Mais ce ne sont là que des exemples choisis dans les sciences « dures » (que des spécialistes des sciences humaines qualifient de sciences inhumaines). Prenons maintenant un exemple dans une de ces sciences humaines : l'histoire. Pendant plusieurs siècles, le procès de Galilée était relaté par une théorie bien établie : ce savant a été condamné par l’Église suite au procès conduit par l'Inquisition parce qu'il défendait dans ses écrits l'héliocentrisme prôné par Copernic. L’Église ne pouvait admettre cette conception dans la mesure où il est écrit dans la Bible que Josué a arrêté la course du Soleil pour avoir le temps de terminer une bataille. S'en est suivi en 1633 sa condamnation, son abjuration et son assignation à résidence pour le reste de sa vie. Cette théorie était-elle prouvée ? Dans la seconde moitié du XXè siècle, le Vatican déclassifie des documents relatifs à ce procès. Un historien italien, Pietro Redondi, étudie ces documents et acquiert la conviction que dans un premier temps l'Inquisition voulait instruire un procès en hérésie : Galilée défendait l'atomisme, ce qui allait à l'encontre du dogme, introduit au XIIIè siècle, de la transsubstantiation. Selon ce dogme, lors de la messe, le prêtre transforme effectivement le pain en corps du Christ, le vin en sang du Christ, même s'ils gardent les apparences du pain et du vin. L'atomisme allant à l'encontre du dogme, Galilée encourait l'accusation d'hérésie, et donc devait être brûlé en place publique. Ce serait le pape, ancien ami de Galilée alors qu'il n'avait pas accédé à cette fonction, qui aurait imposé à l'Inquisition la requalification de l'accusation en défense de l'héliocentrisme, auquel cas il risquait beaucoup moins, comme on l'a vu. Redondi publie ses découvertes dans son livre « Galilée hérétique ». Cette nouvelle théorie ne remet pas en cause les faits avérés par la façon dont s'est déroulé le procès, mais intègre un nouvel élément et en donne une vision plus large. Peut-être l'étude d'autres documents permettra d'avoir une interprétation encore plus large de cet événement emblématique des rapports entre la science et la religion.

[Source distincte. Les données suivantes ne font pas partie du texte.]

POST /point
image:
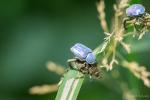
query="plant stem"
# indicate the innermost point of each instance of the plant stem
(70, 85)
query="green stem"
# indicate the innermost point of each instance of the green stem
(70, 86)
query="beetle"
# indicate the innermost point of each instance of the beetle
(83, 53)
(136, 16)
(85, 60)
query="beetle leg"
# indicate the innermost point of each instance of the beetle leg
(71, 63)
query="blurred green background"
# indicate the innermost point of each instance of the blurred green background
(33, 32)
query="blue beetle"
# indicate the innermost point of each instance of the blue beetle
(135, 10)
(83, 53)
(85, 61)
(136, 16)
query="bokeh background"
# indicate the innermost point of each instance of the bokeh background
(33, 32)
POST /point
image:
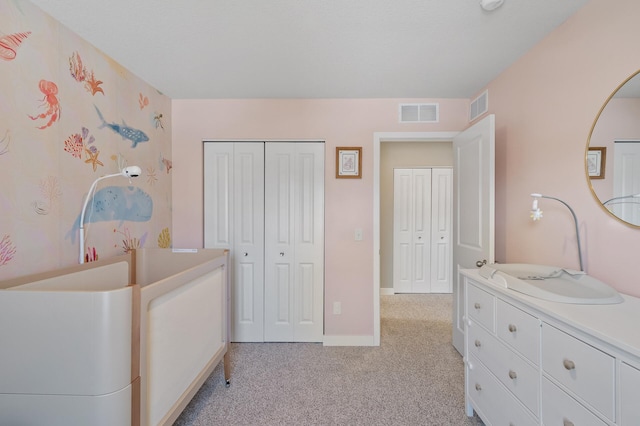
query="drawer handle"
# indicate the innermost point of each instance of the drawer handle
(569, 365)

Une théorie est donc susceptible d'évolution en fonction de nouvelles découvertes. Elle n'est jamais sûre à 100%, elle n'est que la meilleure description globale des phénomènes connus à un moment donné. Une des méthodes qui permettent les avancées scientifiques est celle du doute sur les théories en vigueur.


Il y a doute et doute.


Le doute est constitutif de la démarche scientifique. Dans l'Antiquité, si on me dit que la Terre est plate, je peux observer un bateau qui s'éloigne vers la haute mer, voir d'abord disparaître sa coque, puis progressivement le mât jusqu'à sa disparition complète. Je peux donc douter de la platitude, et défendre la rotondité.

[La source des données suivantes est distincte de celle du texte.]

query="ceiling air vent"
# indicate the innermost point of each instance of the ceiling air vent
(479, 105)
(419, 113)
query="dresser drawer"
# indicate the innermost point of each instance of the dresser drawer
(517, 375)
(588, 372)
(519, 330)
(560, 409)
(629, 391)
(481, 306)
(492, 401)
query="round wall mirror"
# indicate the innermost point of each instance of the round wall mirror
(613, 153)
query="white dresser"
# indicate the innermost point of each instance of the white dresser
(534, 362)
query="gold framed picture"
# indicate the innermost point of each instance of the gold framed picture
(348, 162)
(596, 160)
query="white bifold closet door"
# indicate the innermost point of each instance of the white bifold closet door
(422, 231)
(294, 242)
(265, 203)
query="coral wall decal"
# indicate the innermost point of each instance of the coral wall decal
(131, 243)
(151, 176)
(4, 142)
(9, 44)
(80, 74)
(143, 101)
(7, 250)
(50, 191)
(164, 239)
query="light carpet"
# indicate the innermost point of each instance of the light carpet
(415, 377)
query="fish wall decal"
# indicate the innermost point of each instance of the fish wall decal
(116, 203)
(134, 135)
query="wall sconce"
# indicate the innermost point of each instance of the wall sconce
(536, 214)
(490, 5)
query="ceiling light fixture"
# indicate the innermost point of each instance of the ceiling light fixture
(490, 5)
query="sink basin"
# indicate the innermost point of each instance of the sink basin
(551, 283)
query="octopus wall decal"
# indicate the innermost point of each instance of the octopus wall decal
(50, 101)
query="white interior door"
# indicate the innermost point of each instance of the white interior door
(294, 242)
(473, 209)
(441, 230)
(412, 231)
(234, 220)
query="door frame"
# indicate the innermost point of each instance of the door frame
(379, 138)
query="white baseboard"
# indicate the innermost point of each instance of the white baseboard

Si je vis au XVIIè siècle, que je m'appelle Halley, et que j'entends dire que les comètes sont envoyées par les dieux pour annoncer des catastrophes, je peux en douter, observer la comète de 1682, déterminer les caractéristiques de son mouvement, fouiller les archives astronomiques, et en déduire que cette comète revient tous les 76 ans. Halley n'était plus là en 1758, année au cours de laquelle il avait prévu ce retour, mais la comète était là, confirmant sa prévision.


Si je suis un chercheur du XXIè siècle, je lis un article dans une revue scientifique. Les résultats me paraissent trop beaux pour être vrais, je peux douter de l'honnêteté du rédacteur, refaire ses expériences et mettre en lumière une fraude. Cela arrive malheureusement parfois, les chercheurs sont aussi des êtres humains, avec leurs qualités et leurs défauts.

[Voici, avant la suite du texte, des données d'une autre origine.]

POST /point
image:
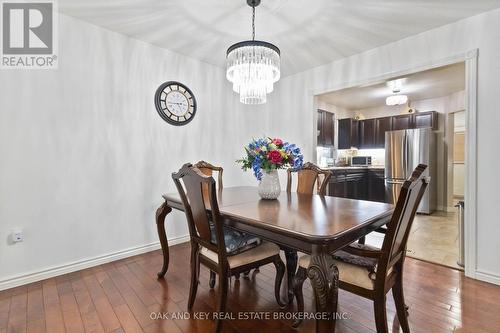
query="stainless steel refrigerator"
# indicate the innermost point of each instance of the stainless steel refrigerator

Le doute permet de faire progresser la connaissance en remettant en cause les fausses évidences (le Soleil tourne autour de la Terre), les préjugés idéologiques (il existe des races humaines, et elles ne sont pas égales), les erreurs de raisonnement (si deux événements sont corrélés, alors l'un est la cause de l'autre), etc.


Mais les lobbys qui œuvrent pour promouvoir des produits ou des technologies potentiellement dangereuses mettent en avant le doute pour dire qu'il faut douter de ce qui est bien établi scientifiquement. Il faut douter du réchauffement climatique, ou du fait qu'il tienne son origine dans les activités humaines, il faut douter de la nocivité du tabac, du plomb, du mercure, de l'amiante, des particules fines, des pesticides, etc. etc. Ce doute pris dans l'arsenal de la démarche scientifique se retourne contre la science qu'il a permis de construire. Peut-on douter de tout ? Il faut plutôt apprendre à faire la part de ce qui est légitimement acquis et de ce qui est encore en discussion entre spécialistes de la discipline. Ce n'est pas toujours facile, mais l'histoire nous apprend à nous méfier des marchands de doute, derrière lesquels se cachent des marchands de produits et de technologies toxiques. Et ces marchands de doute nous traitent de militants anti-sciences pour tenter de discréditer notre engagement dans le sens de la préservation de la santé humaine et de celle des écosystèmes.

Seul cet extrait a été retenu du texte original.